Parton also gave permission to use her likeness in the film's poster and in the film's promotion. She gave the filmmakers footage shot at Dollywood and during the opening of her Trinkets and Treasures store in Nashville. Parton appears in the film as well, in news clips and in footage shot for the documentary.

During a press conference Parton said she appreciated that she was "an inspiration (to the Lanes) and someone they kind of leaned on." She said she was "proud" to be a part of their documentary.

The Lane twins donate 10 percent of each DVD and Blu-ray sale to the Imagination Library, an organization administered by Parton's Dollywood Foundation. The Imagination Library provides free books each month to young children enrolled in the program.

==Accolades==
The Lanes submitted their film to festivals whose timing would coincide with Parton's tour dates. During 2011 and 2012, Hollywood to Dollywood played at 60 film festivals in the U.S., Canada, Scotland, and Australia.

The New York Times review of the film said, "The optimism and good humor of John Lavin's crude, endearing documentary...are so unquenchable that its disturbing underlying theme — growing up gay in the South is no picnic — is partly obscured by its openheartedness." The Hollywood Reporter wrote: "Hollywood to Dollywood overcomes its thematic limitations with an endearing, casual charm that only the most curmudgeonly could fully resist." The Village Voice said the film is "as much a road movie as it is a subtle screed on civil rights." On her TV program, Rosie O'Donnell called Hollywood to Dollywood "a beautiful movie." In a review on the website AfterElton.com, Brent Hartinger wrote that "the movie's terrific — a true crowd-pleaser all the way." Hartinger added that "easily the most interesting thing about the movie is its look at American Southern culture, particularly as it applies to gays." The blog DVDTalk said the film is "thoroughly enjoyable," "a hybrid of carefree road trip and probing examination of the Southern American LGBT community."

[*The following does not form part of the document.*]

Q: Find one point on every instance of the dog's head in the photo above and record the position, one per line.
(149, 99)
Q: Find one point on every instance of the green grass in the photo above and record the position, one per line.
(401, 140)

Hollywood to Dollywood has won 24 film festivals awards including Best Documentary, Audience Favorite at the Sydney Mardi Gras Film Festival (2012); Best Documentary, NYC Downtown Feature Film Festival (2012); Audience Choice Award, Best Documentary, Out on Film Festival, Atlanta (2012); and two awards at the 8th Annual ReelHeART International Film Festival in Toronto (2011), including the prestigious 'Founder's Award (Best of the Fest) and First Place, Feature Documentary Award.